More than two weeks into a new job with a new team, Miami Dolphins defensive coordinator Vance Joseph is still stewing about the way his season ended.
Joseph came to Miami from the Bengals, who lost in the first round of the playoffs when cornerback Adam “Pacman” Jones and linebacker Vontaze Burfict drew personal fouls late in the game, allowing the Steelers to kick a field goal and win 18-16.
Joseph coached Cincinnati’s defensive backs, including Jones, and accepted partial blame for the Bengals’ debacle, which reinforced their reputation as a team that can’t keep it together in the big games under coach Marvin Lewis.
“We had two penalties that cost us the football game, and that’s both on coaches and on players,” Joseph said Thursday. “Adam is an emotional player. … I feel responsible. I feel bad for Marvin and ownership that it happened, because that was going to be an historic win for the Bengals. As a coach you feel responsible — that’s my guy. That shouldn’t have happened. That’s wrong.”
Joseph and new Miami offensive coordinator Clyde Christensen spoke publicly for the first time since being hired by new head coach Adam Gase. Aside from Joseph’s comments about the Bengals’ meltdown, both assistants were focused on the future and trying to end the Dolphins’ seven-year playoff drought.
They’ll be working for the youngest head coach in the NFL. Gase is 37.
“He was one of the main reasons I took this job,” said Christensen, who turned 60 Thursday. “It was interesting to me because of his youth and how sharp he is. He’s young and energetic, and it gives me a chance to come in in a support position and help in any way that I can.”
Christensen had been with the Colts since 2002, was their offensive coordinator in 2009-2011 and worked closely with Peyton Manning and Andrew Luck.
In Miami his quarterback will be Ryan Tannehill, who is 29-35 in four years as a starter and regressed in 2015, when the Dolphins finished 6-10. But Christensen sees plenty of potential.

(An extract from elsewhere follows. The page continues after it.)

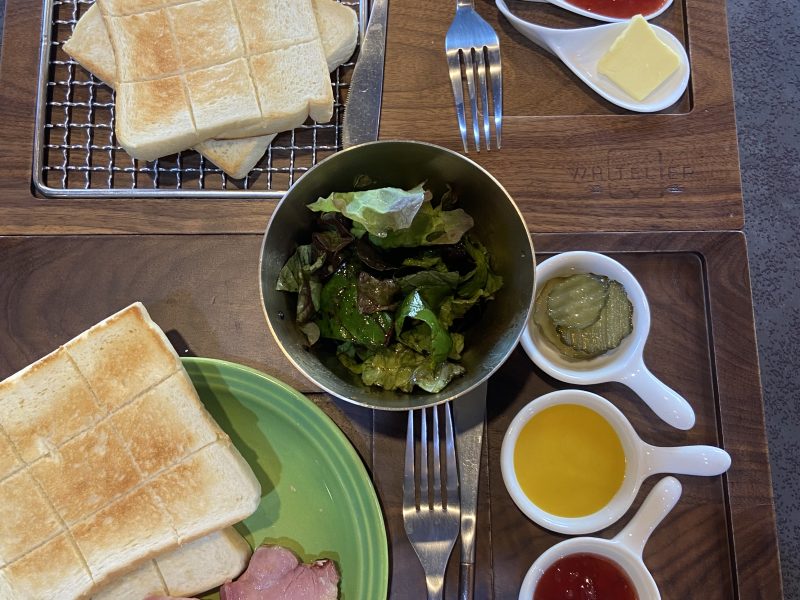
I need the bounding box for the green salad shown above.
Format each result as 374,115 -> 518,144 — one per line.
276,184 -> 503,393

“I’ve really enjoyed watching him,” Christensen said. “He has been extremely productive, and he has played some awfully long stretches of good football. He seems like a guy that has all of the things that you’re looking for, a guy who wants to be good.”
Christensen is happy that Gase, who was offensive coordinator for the Broncos and Bears, plans to call plays.
“I think it’s how he got the head coaching job,” Christensen said. “A lot of those guys rise to the top because they have a knack for it. I think some of the head coaches make a mistake not doing it. The reason they go up the ladder is because they have a knack for doing it, and then all of a sudden they become an administrator. So I’m for it.”
Joseph, a first-time coordinator, said the Dolphins with stick with their 4-3 scheme. But he’s planning ways to free up defensive tackle Ndamukong Suh, who was often neutralized in his first season with Miami.
“He’s obviously a dominant player,” Joseph said. “He is requiring two or three blockers every play. We can help him to get more single blocks.”
Joseph and Christensen are newcomers on a staff that will include nine holdovers from the regime of Joe Philbin, who was fired four games into last season. Holdovers include Lou Anarumo, who returns to his former job as defensive backs coach after ending last year as the interim defensive coordinator.
“He’s a good football coach,” Joseph said. “I didn’t want to come in and just assume that everyone here was a bad coach. I’m excited to have Lou. The players really enjoyed playing for Lou, and that’s important to me. It was more about what’s best for our players and best for our team.”